Dunn’s model involves the class in social skills education to develop fairness and tolerance amongst classmates. In elementary school, most children will remain together in a class from kindergarten to grade 6. The social skills concepts could be taught under the subjects of health, religion, or social studies. Typical children need guidance in the area social skills. Following this program can improve the classroom atmosphere and increase positive interactions. Five classroom lessons are taught once a week during weeks 2 to 6 of the school year, then 4 booster lessons follow in November, January, March, and May. Each lesson plan outlines the goals and provides the activities.
The pull-out lessons include letters to the parents to explain what was covered in the lesson and the homework assignment.
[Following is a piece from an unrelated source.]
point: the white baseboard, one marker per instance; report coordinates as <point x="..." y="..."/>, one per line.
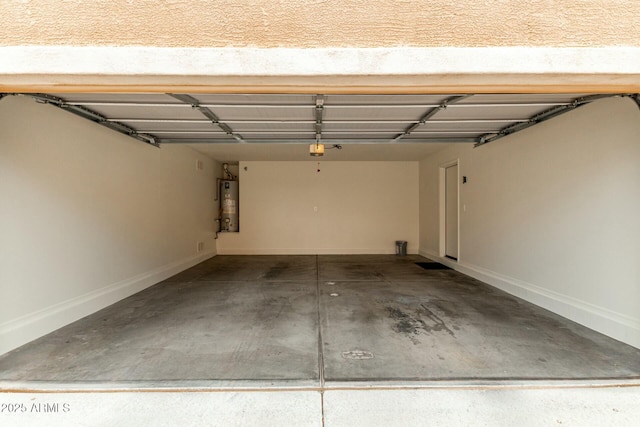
<point x="24" y="329"/>
<point x="603" y="320"/>
<point x="313" y="251"/>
There are many graphic organizers and handouts for the children. There section of the book for the peer mentoring program which includes 5 lessons and a section for parent training. The goals,materials list, activities and letters to the parents for each lesson are well written making this an easy to implement and user friendly curriculum.
It is a pleasure to finally see a social skills program that includes the entire school and staff and has them working as a whole unit. Schools are small communities within a larger social community, therefore social skills and positive peer interactions need to be addressed with all students. The pull-out lessons for the children with ASD build individual skills that set the groundwork for successful social interactions. The classroom lessons teach critical skills for social success that will serve students throughout their lives. Any school that chooses to adopt this program will create a better environment for all students.